Euro jumps on rate hike fever
The US dollar was in full retreat overnight as the ECB did not do enough to dampen hiking expectations at its overnight policy meeting. That led to a powerful rally by EUR/USD which spilt over into the other G-7s and the wider currency space despite US yields rising across the curve once again. The dollar index fell by 0.53% to 93.36 before edging higher to 93.39 in moribund Asian trading. The dollar index has smashed through support at 93.50 which becomes resistance and could well target 93.00 if sentiment remains the same when Europe arrives this afternoon.
EUR/USD has risen by 0.75% to 1.1680, breaking resistance at 1.1670 leaving its next upside target at 1.1750. GBP/USD has risen 0.35% to 1.3795 but must break strong resistance ahead of 1.3835 to decisively swing the picture back to bullish with a BOE hike next week seemingly fully priced in. USD/JPY has eased 0.20% to 113.60 with support at 113.25. USD/JPY is likely near its lows at these levels as US yields continue to move higher, widening the US/Japan rate differential. An election in Japan this weekend will also temper yen gains today.
The US dollar fall overnight boosted the commodity currency space although USD/CAD and NZD/USD are still locked in range-trading mode. The spike in Australian 3-year rates is an additional supportive factor along with greenback weakness. AUD/USD has risen 0.35% to resistance at 0.7550, and a close above that tonight signals further gains above 0.7600. All eyes will be on the RBA on Monday morning and could lead to some large intra-day volatility.

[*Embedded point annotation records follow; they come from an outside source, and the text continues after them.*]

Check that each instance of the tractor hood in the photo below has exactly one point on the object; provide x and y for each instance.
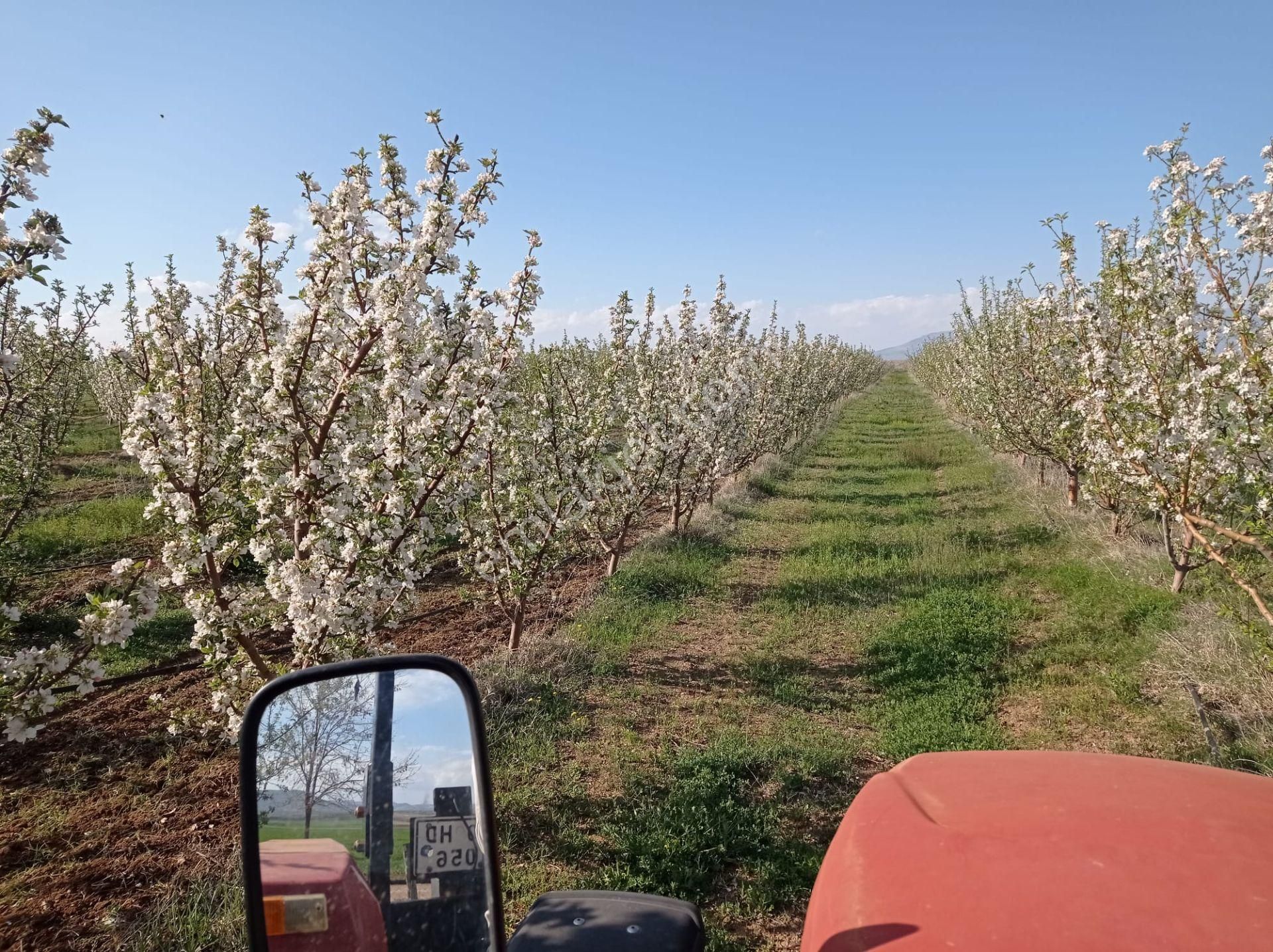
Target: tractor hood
(1042, 851)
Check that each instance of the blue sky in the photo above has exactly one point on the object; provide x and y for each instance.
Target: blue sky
(851, 159)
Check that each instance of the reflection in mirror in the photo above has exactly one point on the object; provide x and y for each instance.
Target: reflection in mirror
(368, 815)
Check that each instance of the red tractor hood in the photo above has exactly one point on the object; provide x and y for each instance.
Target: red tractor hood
(1035, 852)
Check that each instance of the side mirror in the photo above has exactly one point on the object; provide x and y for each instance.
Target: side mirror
(367, 813)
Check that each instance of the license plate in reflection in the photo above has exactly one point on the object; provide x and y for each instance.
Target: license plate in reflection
(445, 845)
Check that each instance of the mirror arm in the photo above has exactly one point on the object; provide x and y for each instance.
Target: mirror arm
(380, 801)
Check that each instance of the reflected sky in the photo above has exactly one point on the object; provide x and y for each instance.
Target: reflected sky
(430, 723)
(432, 744)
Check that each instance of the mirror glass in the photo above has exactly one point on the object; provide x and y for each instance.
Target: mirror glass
(369, 816)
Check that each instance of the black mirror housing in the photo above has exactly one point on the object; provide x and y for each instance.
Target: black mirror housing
(426, 896)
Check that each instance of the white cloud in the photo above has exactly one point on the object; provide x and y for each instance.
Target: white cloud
(552, 322)
(877, 322)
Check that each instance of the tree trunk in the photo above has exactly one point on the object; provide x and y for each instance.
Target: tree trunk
(1180, 564)
(1071, 487)
(515, 629)
(1178, 579)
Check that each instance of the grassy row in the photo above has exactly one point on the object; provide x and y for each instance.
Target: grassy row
(889, 593)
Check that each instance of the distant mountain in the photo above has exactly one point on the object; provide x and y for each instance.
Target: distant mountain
(903, 351)
(290, 805)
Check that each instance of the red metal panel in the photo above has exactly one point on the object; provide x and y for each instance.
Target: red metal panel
(354, 920)
(1042, 851)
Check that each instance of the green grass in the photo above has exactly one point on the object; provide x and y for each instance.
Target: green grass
(345, 833)
(91, 433)
(196, 917)
(939, 672)
(102, 527)
(885, 593)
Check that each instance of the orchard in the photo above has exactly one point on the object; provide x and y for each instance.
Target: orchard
(314, 456)
(1148, 382)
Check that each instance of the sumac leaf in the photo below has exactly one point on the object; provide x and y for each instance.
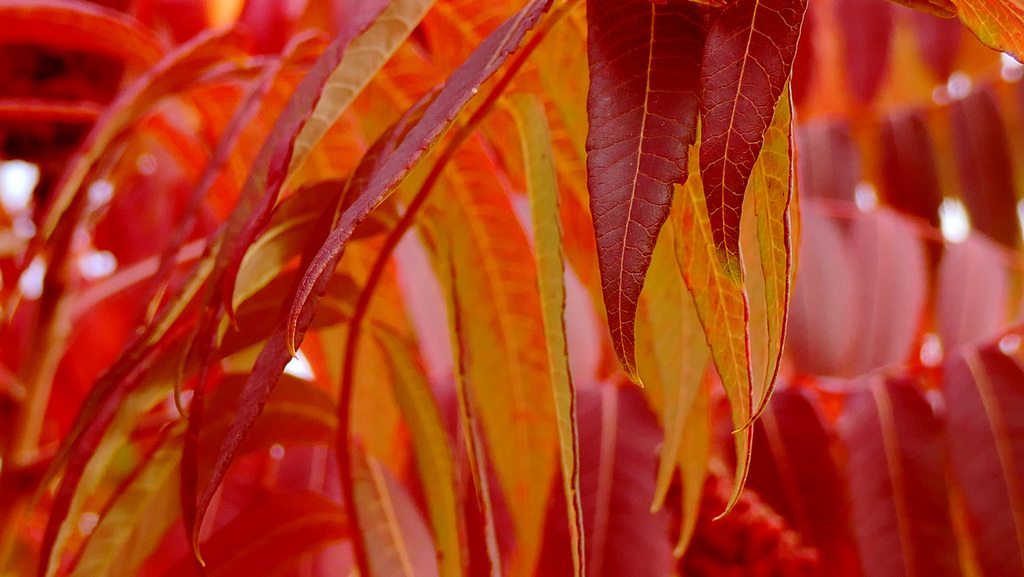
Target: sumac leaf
(747, 63)
(642, 106)
(985, 401)
(900, 499)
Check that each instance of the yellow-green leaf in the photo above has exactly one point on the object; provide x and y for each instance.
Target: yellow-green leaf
(542, 186)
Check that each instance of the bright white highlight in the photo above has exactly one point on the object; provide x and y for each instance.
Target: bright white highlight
(954, 221)
(299, 367)
(1012, 70)
(866, 197)
(958, 85)
(31, 283)
(1010, 344)
(931, 351)
(97, 264)
(17, 179)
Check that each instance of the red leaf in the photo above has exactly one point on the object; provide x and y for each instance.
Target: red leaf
(828, 164)
(269, 537)
(78, 26)
(796, 474)
(394, 165)
(900, 499)
(642, 106)
(985, 404)
(973, 292)
(866, 38)
(910, 176)
(619, 440)
(985, 166)
(748, 58)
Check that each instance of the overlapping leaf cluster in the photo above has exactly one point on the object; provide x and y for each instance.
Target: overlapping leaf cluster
(407, 196)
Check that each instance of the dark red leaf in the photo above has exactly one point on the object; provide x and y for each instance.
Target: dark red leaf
(619, 440)
(642, 107)
(748, 58)
(900, 499)
(796, 474)
(910, 176)
(269, 537)
(866, 39)
(394, 165)
(828, 164)
(985, 421)
(985, 165)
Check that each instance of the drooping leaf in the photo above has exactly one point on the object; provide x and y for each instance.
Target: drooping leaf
(985, 165)
(132, 528)
(972, 295)
(722, 307)
(674, 357)
(794, 470)
(397, 540)
(177, 70)
(642, 105)
(74, 25)
(501, 336)
(771, 186)
(891, 274)
(393, 166)
(617, 458)
(910, 176)
(984, 401)
(996, 23)
(899, 496)
(747, 63)
(432, 453)
(542, 187)
(270, 535)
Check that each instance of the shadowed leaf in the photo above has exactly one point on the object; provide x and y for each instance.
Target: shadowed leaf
(985, 401)
(747, 63)
(900, 499)
(642, 106)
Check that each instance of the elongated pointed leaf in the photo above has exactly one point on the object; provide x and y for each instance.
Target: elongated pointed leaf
(985, 402)
(723, 310)
(271, 535)
(900, 499)
(432, 453)
(996, 23)
(794, 470)
(771, 186)
(542, 184)
(72, 25)
(644, 66)
(748, 59)
(501, 337)
(133, 527)
(397, 540)
(461, 86)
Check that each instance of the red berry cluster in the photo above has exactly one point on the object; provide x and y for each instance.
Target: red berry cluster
(752, 541)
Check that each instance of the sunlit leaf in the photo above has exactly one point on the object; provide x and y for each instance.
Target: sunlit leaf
(748, 58)
(73, 25)
(642, 106)
(501, 336)
(722, 307)
(398, 542)
(542, 187)
(986, 449)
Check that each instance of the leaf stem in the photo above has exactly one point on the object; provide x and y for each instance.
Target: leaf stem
(377, 273)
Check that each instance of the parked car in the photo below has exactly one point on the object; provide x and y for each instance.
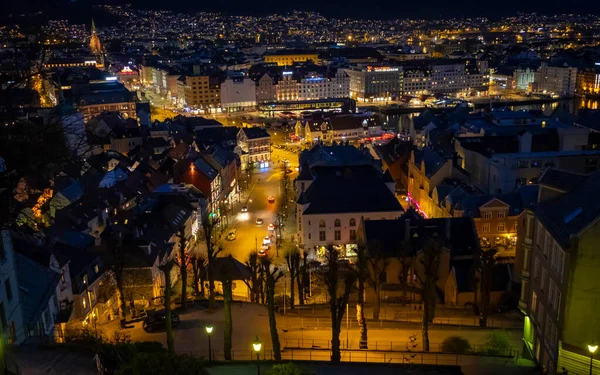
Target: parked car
(157, 320)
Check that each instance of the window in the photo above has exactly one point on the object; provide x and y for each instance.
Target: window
(8, 289)
(2, 316)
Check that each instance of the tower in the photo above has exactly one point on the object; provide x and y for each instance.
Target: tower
(95, 46)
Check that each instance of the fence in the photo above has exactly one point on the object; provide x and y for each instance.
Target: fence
(387, 346)
(351, 356)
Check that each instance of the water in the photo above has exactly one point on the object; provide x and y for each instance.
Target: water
(403, 122)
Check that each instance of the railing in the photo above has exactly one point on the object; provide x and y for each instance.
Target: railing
(348, 356)
(387, 346)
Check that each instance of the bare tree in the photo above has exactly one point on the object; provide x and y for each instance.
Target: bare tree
(166, 270)
(334, 273)
(378, 265)
(254, 267)
(486, 260)
(430, 260)
(272, 275)
(209, 224)
(292, 257)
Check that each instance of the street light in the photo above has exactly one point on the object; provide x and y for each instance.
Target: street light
(208, 332)
(257, 345)
(592, 348)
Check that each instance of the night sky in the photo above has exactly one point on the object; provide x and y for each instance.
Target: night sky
(382, 9)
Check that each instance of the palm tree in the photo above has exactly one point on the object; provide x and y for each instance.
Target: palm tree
(272, 275)
(362, 274)
(337, 302)
(430, 260)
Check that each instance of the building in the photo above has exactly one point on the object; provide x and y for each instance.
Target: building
(334, 199)
(238, 93)
(254, 147)
(375, 83)
(560, 306)
(288, 58)
(557, 79)
(28, 300)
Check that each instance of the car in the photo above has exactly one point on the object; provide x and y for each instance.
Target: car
(157, 320)
(263, 250)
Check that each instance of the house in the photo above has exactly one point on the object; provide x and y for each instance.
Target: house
(562, 293)
(331, 207)
(28, 300)
(254, 147)
(400, 242)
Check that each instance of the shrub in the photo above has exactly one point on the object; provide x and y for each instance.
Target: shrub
(496, 343)
(456, 344)
(286, 369)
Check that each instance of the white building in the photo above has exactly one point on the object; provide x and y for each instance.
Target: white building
(238, 93)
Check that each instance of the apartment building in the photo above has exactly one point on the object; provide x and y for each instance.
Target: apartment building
(562, 294)
(370, 83)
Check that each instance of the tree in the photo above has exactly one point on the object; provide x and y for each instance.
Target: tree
(212, 252)
(292, 257)
(301, 276)
(182, 263)
(166, 270)
(430, 260)
(362, 275)
(253, 266)
(405, 260)
(272, 275)
(377, 267)
(486, 259)
(337, 301)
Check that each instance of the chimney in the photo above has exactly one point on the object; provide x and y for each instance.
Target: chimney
(525, 142)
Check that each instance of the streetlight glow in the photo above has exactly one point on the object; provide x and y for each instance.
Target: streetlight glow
(257, 345)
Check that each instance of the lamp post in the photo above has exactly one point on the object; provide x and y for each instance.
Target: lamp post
(257, 345)
(208, 332)
(592, 348)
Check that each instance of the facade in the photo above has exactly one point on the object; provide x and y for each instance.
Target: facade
(561, 296)
(375, 83)
(289, 58)
(558, 80)
(238, 93)
(254, 147)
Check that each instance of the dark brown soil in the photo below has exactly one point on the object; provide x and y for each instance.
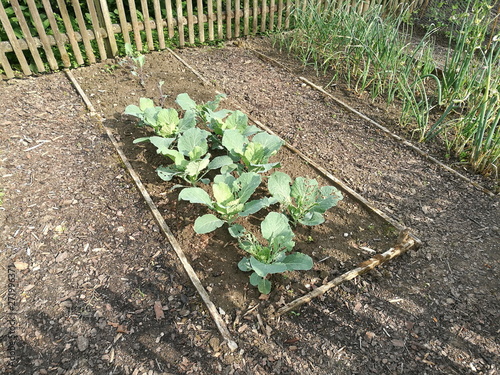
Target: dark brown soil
(88, 262)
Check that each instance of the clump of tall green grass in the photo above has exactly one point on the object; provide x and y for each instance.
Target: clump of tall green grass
(470, 87)
(370, 49)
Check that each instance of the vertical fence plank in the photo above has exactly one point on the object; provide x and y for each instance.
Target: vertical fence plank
(263, 16)
(44, 39)
(5, 65)
(280, 14)
(70, 32)
(147, 25)
(255, 14)
(271, 16)
(83, 31)
(159, 24)
(32, 45)
(210, 16)
(109, 27)
(123, 21)
(13, 40)
(201, 21)
(190, 18)
(219, 19)
(180, 23)
(237, 18)
(228, 19)
(287, 14)
(246, 17)
(96, 28)
(135, 25)
(170, 18)
(56, 34)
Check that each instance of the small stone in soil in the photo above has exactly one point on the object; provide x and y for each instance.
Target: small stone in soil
(82, 342)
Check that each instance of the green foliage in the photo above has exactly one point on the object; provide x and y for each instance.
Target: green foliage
(254, 154)
(231, 200)
(205, 111)
(373, 51)
(304, 201)
(190, 160)
(164, 122)
(134, 61)
(271, 257)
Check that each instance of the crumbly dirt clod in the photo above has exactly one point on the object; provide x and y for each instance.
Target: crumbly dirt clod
(89, 264)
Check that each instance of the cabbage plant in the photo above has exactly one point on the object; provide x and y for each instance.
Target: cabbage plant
(231, 200)
(304, 201)
(271, 256)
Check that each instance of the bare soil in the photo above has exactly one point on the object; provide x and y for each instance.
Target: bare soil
(89, 263)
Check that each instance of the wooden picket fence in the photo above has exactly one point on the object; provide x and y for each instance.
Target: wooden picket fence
(86, 31)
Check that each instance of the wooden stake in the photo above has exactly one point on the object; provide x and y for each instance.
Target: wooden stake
(404, 243)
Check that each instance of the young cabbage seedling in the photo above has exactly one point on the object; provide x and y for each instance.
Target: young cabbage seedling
(254, 155)
(206, 111)
(164, 121)
(231, 200)
(135, 62)
(271, 257)
(190, 160)
(303, 201)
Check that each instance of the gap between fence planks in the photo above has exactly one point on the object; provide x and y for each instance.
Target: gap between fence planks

Asian currencies booked only patchy gains versus the US dollar overnight, suggesting that China growth and US yields remain a concern across the region. The Indian rupee and Malaysian ringgit rose while the Korean won and Chinese yuan held steady.The PBOC once again set another neutral USD/CNY fixing, limited Asian FX gain versus the US dollar. The central bank has a clear preference for now to maintain currency strength while adding liquidity directly to the domestic system instead, likely with one eye on its imported energy bill.